Un río luminoso:Juego de damas y otros relatos

Un río luminoso:Juego de damas y otros relatos

Juego de Damas y otros relatos trata, en primer lugar, de buena literatura, y en forma muy satisfactoria, de lo cotidiano y a partir de ahí nos invita a explorar ciertas situaciones difíciles.

Cada relato parece querernos traspasar el corazón con un cuchillo, pero ocupando un lenguaje sobrio, directo, sugerente; uno de  los cuentos nos entrega un retrato amable y doloroso de una pareja de lesbianas durante varias décadas, otro ahonda en el ocaso de la vida íntima de unos asesinos en serie, en un tercero un estudiante hace un cambio radical en su vida y se enfrenta a un decisión existencial y así se van sucediendo las historias, entre las que podemos destacar Dos cabañas en la que el lector se introduce en las complejidades de la violencia, mientras que en Respecto leemos la descarada y delirante diatriba que pone a un pueblo patas arriba y de la cual nos tronchamos de risa, en La confesión, se ahonda en los laberintos del amor, el reencuentro y la infidelidad. Quizá, el más perturbador de todos es el titulado Buenas noches, familia un cuento escalofriante que, con minuciosa belleza, muestra el asesinato monstruoso de un grupo familiar. Todo para enfrentarnos a las eternas preguntas sobre la muerte, la felicidad, el amor y el dolor.

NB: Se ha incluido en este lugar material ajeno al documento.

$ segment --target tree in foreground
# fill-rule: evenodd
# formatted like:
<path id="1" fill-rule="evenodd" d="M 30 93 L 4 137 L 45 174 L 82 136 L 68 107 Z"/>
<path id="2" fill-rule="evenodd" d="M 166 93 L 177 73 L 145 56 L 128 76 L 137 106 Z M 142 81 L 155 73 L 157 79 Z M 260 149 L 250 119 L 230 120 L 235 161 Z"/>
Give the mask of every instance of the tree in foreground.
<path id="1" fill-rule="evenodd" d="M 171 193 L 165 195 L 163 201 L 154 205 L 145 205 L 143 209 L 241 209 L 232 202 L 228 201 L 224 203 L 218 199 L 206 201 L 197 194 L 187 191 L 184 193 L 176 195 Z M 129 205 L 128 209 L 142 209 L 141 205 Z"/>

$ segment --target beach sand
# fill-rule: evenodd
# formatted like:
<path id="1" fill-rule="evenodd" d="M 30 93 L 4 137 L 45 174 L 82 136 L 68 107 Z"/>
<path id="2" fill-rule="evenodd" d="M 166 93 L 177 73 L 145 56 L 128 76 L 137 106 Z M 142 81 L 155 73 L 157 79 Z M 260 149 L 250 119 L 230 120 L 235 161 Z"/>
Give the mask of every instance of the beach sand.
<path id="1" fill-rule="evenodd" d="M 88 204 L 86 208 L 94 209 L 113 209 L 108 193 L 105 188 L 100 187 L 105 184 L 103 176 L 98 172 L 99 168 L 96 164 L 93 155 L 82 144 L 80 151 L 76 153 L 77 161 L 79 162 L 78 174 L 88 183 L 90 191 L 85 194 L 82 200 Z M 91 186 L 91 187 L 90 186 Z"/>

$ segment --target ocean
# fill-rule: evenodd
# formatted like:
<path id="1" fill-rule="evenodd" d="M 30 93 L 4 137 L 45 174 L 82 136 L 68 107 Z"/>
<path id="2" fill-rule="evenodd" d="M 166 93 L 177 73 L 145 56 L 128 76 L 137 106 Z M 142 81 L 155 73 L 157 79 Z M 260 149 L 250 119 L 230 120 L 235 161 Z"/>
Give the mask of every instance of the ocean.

Una de las peculiaridades de estas historias es el tratamiento de los personajes femeninos; son cercanos e identificables, siempre intentando adaptarse a un mundo reconocible, confuso y cambiante, a veces experimentando cambios sutiles y determinantes, ahí están la seductora Zara, una judía de clase alta, una mujer entrañable, al igual que Olivia, Bianca  y al igual que la abatida Ester, etc. Todas ellas manteniendo una conexión emocional con el mundo que les toca vivir. Incluso, enfrentadas a las situaciones más violentas parecen estar siempre apegadas a una profunda humanidad.

Por otro lado, es inquietante sentir que todos son relatos autobiográficos, aunque no lo son, pero eso ya provoca palpitaciones en este conjunto de textos maduros, bien construidos, con desenlaces certeros y nunca predecibles como solo es el antiguo arte de contar historias.  

Es curioso como el libro está ambientado en Concepción, porque nos da una imagen viva de la ciudad lluviosa, fría, húmeda e inhóspita, pero también su cara acogedora, a medida que damos vueltas las páginas nos paseamos por la calle Paicaví, Los Tribunales, el Café Neruda, el Bario Estación, la Universidad de Concepción, los jardines de la Universidad del Biobío, la Vega Monumental, etc., un mundo maravilloso que leemos con urgencia y sin respiro, allí se mueven los personajes siempre a la deriva, gente fracasada o a punto de fracasar, que se desplazan bordeando el abismo, siempre enfrentados a elecciones a sabiendas que cualquier elección, sea la que sea, constituye, en última instancia, la elección entre distintos futuros y esperanzas, y una posible salvación que nunca llega.

En Juego de damas y otros relatos encontramos algo de Chejov y de Carver, algo de Monzó y de Cheever, algo de realismo sucio, algo de Munro y de Lawrence, las sombras de Franzen y la dureza de Fonseca, también a Dikens, Parra y Bertoni, por aquí resuenan ecos de Andrés Neuman y por allá otro tanto de Pitol, el que velozmente se transforman en pura música y pintura como si leyéramos con la angustia de un hombre sin Dios, todos ellos viven y mueren en estos cuentos, al igual que Virginia Woolf, Pope y Evelyn Waugh que aparecen exaltados y ardiendo en el fuego divino, etc., los parentescos, registros, influencias y vertientes fluyen y se confunden como un río luminoso. Es la gran cámara de resonancia descrita por E.M. Forster, donde los escritores se hablan unos a otros servicialmente, a través del tiempo y del espacio.

En fin, una fiesta apasionante donde el invitado de honor es el lector.

Y donde se responden muchas preguntas. ¿Cómo afecta una decisión inusitada a las personas? ¿Cómo enfrentamos la ira o la pérdida de un ser amado? ¿Adónde nos puede llevar un asesinato? ¿Cuándo somos capaces de aceptar un doloroso desengaño?  La mirada incisiva y el espíritu lúdico y caustico de César Valdebenito se mezclan para abordar estas y otras preguntas en este libro.

Quince piezas que nos dan un aguda mirada de la sociedad actual, todas narradas con un pulso endemoniado, algunas son crudas y divertidas, otras serias e implacables, pero siempre apuntando a la eterna incertidumbre humana.

 

“Juego de damas y otros relatos” (Mago Editores,  Colección Territorios, 2014, Santiago, Chile) César Valdebenito.